Thursday, July 26, 2007

MARYLAND NEWS: Increase in Lyme Disease

Kelly Strzelecki has a new reason to avoid ticks -- not that she needed one. "I hate them -- who doesn't?" she asked, prefacing her latest experience with the tiny bloodsuckers.

Her son, Graham, 7, developed a rash last month while the Catonsville family was attending a YMCA camp in tick-infested woods. A week later, the boy fell ill. "He had these unexplained fevers, and he was lethargic and kind of pale," recalled Strzelecki.

Medical tests showed Graham had contracted Lyme disease, a tick-borne infection that's notoriously difficult to spot and well-entrenched in the forests of Maryland and neighboring states.

Confirmed Lyme disease cases have grown steadily over the past decade in the United States. In Maryland, the number of reported cases more than doubled between 2001 and 2006 from 608 cases to 1,248, according to the Maryland Department of Health and Mental Hygiene.

As of July 14, the Centers for Disease Control and Prevention had received 675 unconfirmed reports in Maryland this year, a 26 percent increase over the same period last year.

Public health officials said the number of Lyme disease infections is probably on the rise, but cautioned that growing public awareness of the disease might also be responsible for more diagnoses.

Epidemiologists first recorded Lyme disease as a discrete illness in the United States in the mid-1970s, after a number of children in Lyme, Conn., developed joint pain and circular red rashes. Scientists identified Borrelia burgdorferi, the spiral-shaped bacteria that cause the disease, in 1983.

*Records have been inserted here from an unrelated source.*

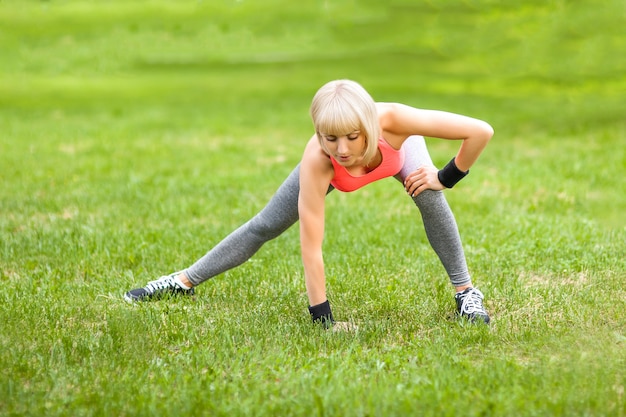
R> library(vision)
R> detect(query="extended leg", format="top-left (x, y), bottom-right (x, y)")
top-left (395, 136), bottom-right (471, 288)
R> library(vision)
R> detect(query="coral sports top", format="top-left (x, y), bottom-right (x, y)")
top-left (330, 137), bottom-right (404, 192)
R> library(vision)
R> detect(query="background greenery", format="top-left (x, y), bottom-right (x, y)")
top-left (0, 0), bottom-right (626, 416)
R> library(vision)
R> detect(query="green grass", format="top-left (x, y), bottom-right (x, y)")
top-left (0, 0), bottom-right (626, 416)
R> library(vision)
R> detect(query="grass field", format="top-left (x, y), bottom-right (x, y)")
top-left (0, 0), bottom-right (626, 416)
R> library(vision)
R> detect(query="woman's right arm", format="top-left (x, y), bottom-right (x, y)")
top-left (298, 136), bottom-right (334, 306)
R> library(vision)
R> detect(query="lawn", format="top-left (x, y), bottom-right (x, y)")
top-left (0, 0), bottom-right (626, 416)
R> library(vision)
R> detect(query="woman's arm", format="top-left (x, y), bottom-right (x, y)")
top-left (380, 103), bottom-right (493, 195)
top-left (298, 136), bottom-right (334, 306)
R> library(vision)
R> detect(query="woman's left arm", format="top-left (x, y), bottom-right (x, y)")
top-left (381, 103), bottom-right (494, 195)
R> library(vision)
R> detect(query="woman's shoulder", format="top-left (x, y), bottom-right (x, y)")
top-left (376, 103), bottom-right (406, 150)
top-left (302, 135), bottom-right (333, 171)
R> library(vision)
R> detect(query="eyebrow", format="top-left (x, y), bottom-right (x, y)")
top-left (322, 129), bottom-right (361, 138)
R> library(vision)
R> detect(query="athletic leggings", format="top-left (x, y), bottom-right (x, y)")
top-left (183, 136), bottom-right (470, 286)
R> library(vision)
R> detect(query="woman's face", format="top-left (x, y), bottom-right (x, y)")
top-left (320, 130), bottom-right (365, 167)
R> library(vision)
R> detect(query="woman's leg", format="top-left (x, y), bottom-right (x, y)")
top-left (182, 165), bottom-right (300, 285)
top-left (395, 136), bottom-right (471, 288)
top-left (182, 165), bottom-right (333, 285)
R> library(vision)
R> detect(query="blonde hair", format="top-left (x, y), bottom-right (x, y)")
top-left (310, 80), bottom-right (380, 164)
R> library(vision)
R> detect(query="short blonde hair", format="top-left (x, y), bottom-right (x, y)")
top-left (310, 80), bottom-right (380, 164)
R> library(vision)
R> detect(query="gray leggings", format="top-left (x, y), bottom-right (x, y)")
top-left (183, 136), bottom-right (470, 286)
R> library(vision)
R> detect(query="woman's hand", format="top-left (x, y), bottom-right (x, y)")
top-left (404, 165), bottom-right (446, 197)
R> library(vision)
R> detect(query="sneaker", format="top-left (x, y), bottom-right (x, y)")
top-left (454, 288), bottom-right (489, 324)
top-left (124, 272), bottom-right (194, 303)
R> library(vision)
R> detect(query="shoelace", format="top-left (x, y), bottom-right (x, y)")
top-left (146, 276), bottom-right (177, 293)
top-left (461, 288), bottom-right (487, 314)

The bacteria are carried by tiny, black-legged ticks that are no larger than a sesame seed. Also known as deer ticks, they feed on deer, mice and other mammals, then pass the Lyme-causing bacteria to humans and domesticated animals. The ticks are particularly common in wooded areas with dense brush, tall grass and heavy leaf litter.

Most people contract the infection in May, June and July, but symptoms often appear in late summer and early fall.

Dr. Charles A. Haile, chief of infectious disease at Greater Baltimore Medical Center, said family doctors have become more comfortable diagnosing and treating Lyme disease in recent years.

In fact, he might not notice a rise in infections, he said, because general practitioners now refer fewer patients to specialists like him. "The expertise in diagnosing Lyme has grown a lot in Maryland over the past 10 years," he said.

The actual number of people contracting the disease may be on the rise as well. One possible reason, experts say, is the increasingly frequent collision between deer and mouse populations and suburban sprawl.

The five Maryland jurisdictions with the most reported Lyme cases are home to large suburban populations: Carroll, Anne Arundel, Frederick, Howard and Harford counties. Cecil County, which has one of the highest per capita rates of infection, is also one of the fastest-growing regions in Maryland.

"We continue to create the environment for the transmission of this disease," said John Krick, director of epidemiology and disease control programs at DHMH. "We build houses on newly cleared land, putting ourselves closer to the forest and wild animals."

While the deer population has fluctuated in recent years, the Maryland Department of Natural Resources estimates that there are about 240,000 white-tailed deer in Maryland, the same number as a decade ago. [Rooney: yes, but deer populations are increasing in the most populated areas and people are increasing in high deer density areas. The state level is the wrong level of analysis here].

Douglas Hotton, leader of DNR's deer management program, said deer numbers may have little to do with the spread of Lyme disease. In fact, he suggested that the very name "deer tick" is misleading. "It ought to really be called the 'mouse tick,'" he said, since the white-footed mouse is the main host for the Lyme-causing bacteria.

Hotton said only a few deer are required to sustain a large number of ticks, and that fluctuations in the population appear to have little effect on the incidence of Lyme disease. Water, which ticks require to thrive, may play a larger role in sustaining a tick population than the sheer number of deer and mice.

Efforts to reduce tick populations in neighborhoods with insecticides are effective, but difficult to implement statewide, Hotton said.

One device scientists have tried applies tick killer to a deer's neck when it sticks its head into a man-made feeder. Another method involves cardboard tubes stuffed with insecticide-soaked cotton balls. Mice use the cotton as nesting material and in the process coat their fur with the tick killer.

Removing brush and leaf litter around homes and edging yards and sports fields with buffer zones of gravel or wood chips can also reduce tick populations, according to the CDC.